To speed up image pulls from within your virtual private cloud (VPC), replace the standard registry hostname with a region-specific VPC endpoint.

Change the image path from:

egslingjun-registry.cn-wulanchabu.cr.aliyuncs.com/egslingjun/{image:tag}

To:

acs-registry-vpc.{region-id}.cr.aliyuncs.com/egslingjun/{image:tag}
Placeholder Description Example
{region-id} The ID of the region where your ACS service is deployed cn-beijing, cn-wulanchabu
{image:tag} The name and tag of the target AI container image inference-nv-pytorch:25.12-vllm0.12.0-pytorch2.9-cu128-20251215-serverless
VPC images are compatible with standard ACS products and multi-tenant Lingjun environments.
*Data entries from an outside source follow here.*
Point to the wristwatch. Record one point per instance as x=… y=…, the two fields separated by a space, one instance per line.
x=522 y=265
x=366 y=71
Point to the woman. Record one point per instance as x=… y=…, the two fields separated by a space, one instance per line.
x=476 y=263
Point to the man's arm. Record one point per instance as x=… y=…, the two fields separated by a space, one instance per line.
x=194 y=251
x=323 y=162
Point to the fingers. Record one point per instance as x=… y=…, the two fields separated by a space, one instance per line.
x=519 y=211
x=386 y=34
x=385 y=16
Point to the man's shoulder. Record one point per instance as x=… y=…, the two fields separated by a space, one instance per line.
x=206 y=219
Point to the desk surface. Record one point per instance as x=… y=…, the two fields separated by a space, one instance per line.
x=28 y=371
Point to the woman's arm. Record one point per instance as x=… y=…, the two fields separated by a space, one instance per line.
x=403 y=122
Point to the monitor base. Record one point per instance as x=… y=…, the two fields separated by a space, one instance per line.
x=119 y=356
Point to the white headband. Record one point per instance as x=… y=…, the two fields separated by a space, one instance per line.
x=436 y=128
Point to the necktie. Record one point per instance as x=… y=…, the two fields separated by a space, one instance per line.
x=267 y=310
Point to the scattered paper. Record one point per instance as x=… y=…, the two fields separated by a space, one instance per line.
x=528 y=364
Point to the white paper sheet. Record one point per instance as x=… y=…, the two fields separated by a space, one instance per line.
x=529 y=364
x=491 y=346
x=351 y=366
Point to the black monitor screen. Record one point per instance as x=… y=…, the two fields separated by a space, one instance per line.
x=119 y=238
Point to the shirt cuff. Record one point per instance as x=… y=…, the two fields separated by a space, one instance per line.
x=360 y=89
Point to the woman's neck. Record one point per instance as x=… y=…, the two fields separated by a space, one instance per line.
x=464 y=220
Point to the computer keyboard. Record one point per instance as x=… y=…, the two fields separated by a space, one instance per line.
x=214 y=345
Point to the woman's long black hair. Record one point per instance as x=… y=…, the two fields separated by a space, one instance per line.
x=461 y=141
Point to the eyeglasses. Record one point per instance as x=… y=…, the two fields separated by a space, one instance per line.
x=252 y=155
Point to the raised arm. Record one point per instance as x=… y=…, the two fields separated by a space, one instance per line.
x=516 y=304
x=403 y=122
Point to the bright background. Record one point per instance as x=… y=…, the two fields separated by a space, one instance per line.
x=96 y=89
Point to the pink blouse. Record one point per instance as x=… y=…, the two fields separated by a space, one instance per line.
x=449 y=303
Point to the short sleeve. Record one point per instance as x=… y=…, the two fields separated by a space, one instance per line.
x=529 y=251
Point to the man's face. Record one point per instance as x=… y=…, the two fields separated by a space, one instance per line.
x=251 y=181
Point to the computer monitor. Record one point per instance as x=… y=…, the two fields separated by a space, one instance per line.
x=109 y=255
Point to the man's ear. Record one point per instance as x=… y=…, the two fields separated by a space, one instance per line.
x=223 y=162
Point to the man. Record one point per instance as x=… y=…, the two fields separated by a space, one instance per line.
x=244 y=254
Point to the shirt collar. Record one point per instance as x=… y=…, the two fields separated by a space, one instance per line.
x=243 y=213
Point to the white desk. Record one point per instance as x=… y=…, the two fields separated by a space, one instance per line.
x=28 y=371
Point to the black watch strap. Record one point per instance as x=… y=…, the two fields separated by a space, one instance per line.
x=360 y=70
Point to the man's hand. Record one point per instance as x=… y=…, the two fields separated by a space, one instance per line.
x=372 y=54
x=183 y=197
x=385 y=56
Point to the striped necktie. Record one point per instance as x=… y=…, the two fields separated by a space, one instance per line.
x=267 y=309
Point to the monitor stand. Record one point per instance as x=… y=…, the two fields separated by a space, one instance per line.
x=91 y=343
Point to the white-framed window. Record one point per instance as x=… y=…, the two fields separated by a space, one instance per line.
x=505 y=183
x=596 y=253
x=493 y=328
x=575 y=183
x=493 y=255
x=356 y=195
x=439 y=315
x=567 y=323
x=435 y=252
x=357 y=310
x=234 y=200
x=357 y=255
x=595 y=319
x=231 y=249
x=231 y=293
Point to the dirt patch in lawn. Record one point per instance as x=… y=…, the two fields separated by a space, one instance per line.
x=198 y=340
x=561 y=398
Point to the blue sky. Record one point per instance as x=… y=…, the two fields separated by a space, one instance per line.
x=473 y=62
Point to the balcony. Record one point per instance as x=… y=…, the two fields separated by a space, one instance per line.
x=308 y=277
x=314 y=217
Do not use them in single-tenant Lingjun environments.

Driver requirements

CUDA version Minimum NVIDIA Driver version
CUDA 12.8 570
CUDA 13.0 580

Quick start

The following example pulls the inference-nv-pytorch image and runs a conversational inference test using the Qwen2.5-7B-Instruct model.

Note

To use this image in ACS, select it from the Artifact Center in the console when creating a workload, or specify the image reference in a YAML manifest. For step-by-step deployment guides, see:

  1. Pull the image.

    docker pull egslingjun-registry.cn-wulanchabu.cr.aliyuncs.com/egslingjun/inference-nv-pytorch:[tag]
  2. Download the Qwen2.5-7B-Instruct model from ModelScope.
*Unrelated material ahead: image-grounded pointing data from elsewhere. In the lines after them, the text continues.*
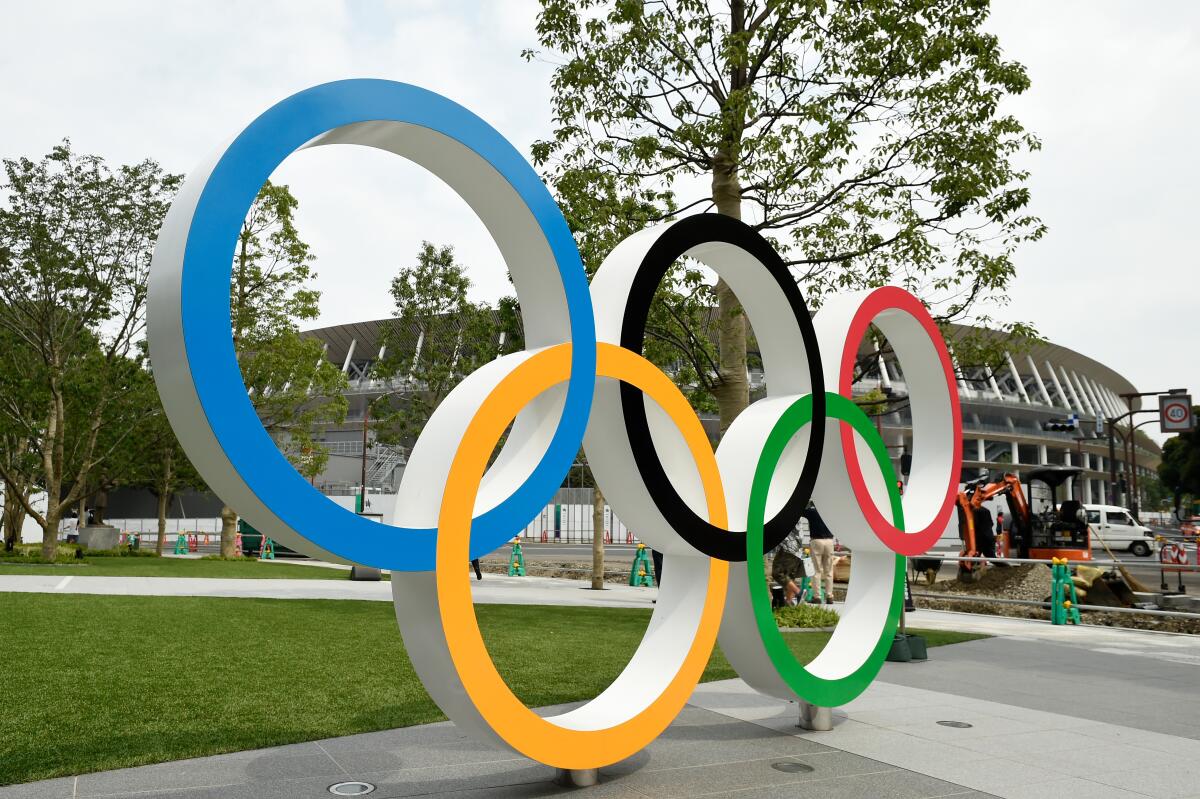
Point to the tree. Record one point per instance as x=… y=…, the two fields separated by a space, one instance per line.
x=864 y=138
x=163 y=469
x=294 y=389
x=78 y=238
x=1180 y=468
x=437 y=337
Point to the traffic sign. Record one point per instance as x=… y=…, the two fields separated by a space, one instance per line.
x=1175 y=413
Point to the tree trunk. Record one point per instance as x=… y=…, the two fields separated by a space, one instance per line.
x=51 y=532
x=597 y=540
x=163 y=503
x=13 y=517
x=165 y=496
x=732 y=390
x=228 y=530
x=52 y=473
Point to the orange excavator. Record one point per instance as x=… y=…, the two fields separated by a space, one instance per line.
x=1059 y=532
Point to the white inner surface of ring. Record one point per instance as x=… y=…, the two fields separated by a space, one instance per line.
x=607 y=444
x=933 y=422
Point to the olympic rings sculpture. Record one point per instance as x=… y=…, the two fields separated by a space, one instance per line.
x=581 y=380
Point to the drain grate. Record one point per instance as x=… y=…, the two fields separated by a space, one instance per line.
x=791 y=767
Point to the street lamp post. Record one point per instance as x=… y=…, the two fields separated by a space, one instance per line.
x=1111 y=422
x=1132 y=458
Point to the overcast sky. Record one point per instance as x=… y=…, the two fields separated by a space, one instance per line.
x=1115 y=98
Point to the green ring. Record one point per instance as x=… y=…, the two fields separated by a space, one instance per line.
x=820 y=691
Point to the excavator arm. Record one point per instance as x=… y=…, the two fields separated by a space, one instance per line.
x=972 y=499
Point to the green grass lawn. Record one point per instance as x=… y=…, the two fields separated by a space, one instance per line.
x=177 y=568
x=108 y=682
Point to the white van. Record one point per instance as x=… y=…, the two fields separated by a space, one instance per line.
x=1119 y=530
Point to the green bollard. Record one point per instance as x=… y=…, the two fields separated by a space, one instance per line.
x=642 y=574
x=516 y=560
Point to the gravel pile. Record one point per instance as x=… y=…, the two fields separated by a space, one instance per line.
x=1025 y=582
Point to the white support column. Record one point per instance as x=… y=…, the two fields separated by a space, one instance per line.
x=1102 y=398
x=1057 y=385
x=1071 y=390
x=349 y=354
x=1087 y=392
x=1121 y=406
x=1037 y=377
x=1017 y=376
x=964 y=389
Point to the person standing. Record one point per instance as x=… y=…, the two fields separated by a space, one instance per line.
x=786 y=565
x=821 y=545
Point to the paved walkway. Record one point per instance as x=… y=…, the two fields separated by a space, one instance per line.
x=730 y=742
x=499 y=589
x=491 y=590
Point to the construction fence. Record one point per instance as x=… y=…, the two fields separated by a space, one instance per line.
x=565 y=520
x=569 y=520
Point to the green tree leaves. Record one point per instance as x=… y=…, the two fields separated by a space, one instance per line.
x=438 y=337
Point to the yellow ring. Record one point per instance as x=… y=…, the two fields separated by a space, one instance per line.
x=508 y=716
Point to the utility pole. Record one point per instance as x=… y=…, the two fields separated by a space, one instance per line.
x=363 y=493
x=1111 y=422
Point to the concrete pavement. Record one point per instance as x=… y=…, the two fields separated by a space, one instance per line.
x=1037 y=710
x=491 y=590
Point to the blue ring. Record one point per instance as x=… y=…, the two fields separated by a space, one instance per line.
x=208 y=340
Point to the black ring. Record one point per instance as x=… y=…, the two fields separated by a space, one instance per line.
x=670 y=246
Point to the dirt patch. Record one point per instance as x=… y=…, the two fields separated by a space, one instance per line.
x=564 y=569
x=1024 y=582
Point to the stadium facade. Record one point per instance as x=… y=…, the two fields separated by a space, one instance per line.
x=1006 y=414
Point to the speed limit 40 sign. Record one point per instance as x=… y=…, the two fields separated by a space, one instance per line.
x=1175 y=413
    pip install modelscope
    cd /mnt
    modelscope download --model Qwen/Qwen2.5-7B-Instruct --local_dir ./Qwen2.5-7B-Instruct
  3. Start the container.

    docker run -d -t --network=host --privileged --init --ipc=host \
    --ulimit memlock=-1 --ulimit stack=67108864  \
    -v /mnt/:/mnt/ \
    egslingjun-registry.cn-wulanchabu.cr.aliyuncs.com/egslingjun/inference-nv-pytorch:[tag]
  4. Start the vLLM inference server inside the container.
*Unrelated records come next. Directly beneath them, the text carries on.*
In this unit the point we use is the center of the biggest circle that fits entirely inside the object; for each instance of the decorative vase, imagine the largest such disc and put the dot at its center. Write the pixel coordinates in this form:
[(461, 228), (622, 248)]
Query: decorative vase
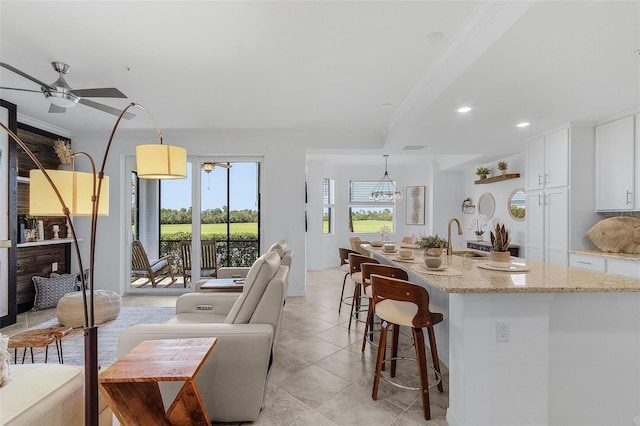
[(434, 252), (432, 261), (500, 258)]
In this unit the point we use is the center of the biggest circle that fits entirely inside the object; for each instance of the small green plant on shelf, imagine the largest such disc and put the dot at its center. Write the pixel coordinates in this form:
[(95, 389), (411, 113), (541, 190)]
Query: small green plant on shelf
[(482, 172), (500, 238), (432, 245)]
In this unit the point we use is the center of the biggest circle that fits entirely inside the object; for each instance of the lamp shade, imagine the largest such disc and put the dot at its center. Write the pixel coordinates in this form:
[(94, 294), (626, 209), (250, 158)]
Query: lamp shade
[(76, 189), (159, 161)]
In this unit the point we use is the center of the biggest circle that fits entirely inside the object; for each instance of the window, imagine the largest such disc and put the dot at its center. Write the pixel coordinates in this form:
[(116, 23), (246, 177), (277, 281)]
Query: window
[(328, 197), (365, 215)]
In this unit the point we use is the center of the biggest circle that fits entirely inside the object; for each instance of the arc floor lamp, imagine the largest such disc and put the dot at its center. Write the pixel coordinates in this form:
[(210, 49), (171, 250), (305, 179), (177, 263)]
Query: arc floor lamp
[(81, 193)]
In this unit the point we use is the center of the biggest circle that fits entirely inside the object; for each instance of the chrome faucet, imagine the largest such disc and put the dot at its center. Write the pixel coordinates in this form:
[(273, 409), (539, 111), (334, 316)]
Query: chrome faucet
[(453, 219)]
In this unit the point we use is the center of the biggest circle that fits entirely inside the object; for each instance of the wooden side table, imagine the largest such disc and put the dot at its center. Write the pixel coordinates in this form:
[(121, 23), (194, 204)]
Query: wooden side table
[(131, 388), (228, 284), (39, 338)]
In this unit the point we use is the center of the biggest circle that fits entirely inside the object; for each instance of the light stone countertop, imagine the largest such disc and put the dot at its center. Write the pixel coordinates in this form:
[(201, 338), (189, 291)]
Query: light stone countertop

    python3 -m vllm.entrypoints.openai.api_server \
    --model /mnt/Qwen2.5-7B-Instruct \
    --trust-remote-code --disable-custom-all-reduce \
    --tensor-parallel-size 1
  5. Send a test request to the server.

    curl http://localhost:8000/v1/chat/completions \
        -H "Content-Type: application/json" \
        -d '{
        "model": "/mnt/Qwen2.5-7B-Instruct",
        "messages": [
        {"role": "system", "content": "You are a friendly AI assistant."},
        {"role": "user", "content": "Tell me about deep learning."}
        ]}'

    For more information about vLLM usage, see the vLLM documentation.

Known issues

Issue Affected scope Workaround
The deepgpu-comfyui plugin for Wanx model video generation acceleration supports only the GN8IS, G49E, and G59 instance types. CUDA 12.8 images Use a GN8IS, G49E, or G59 instance when running Wanx model video generation workloads with deepgpu-comfyui.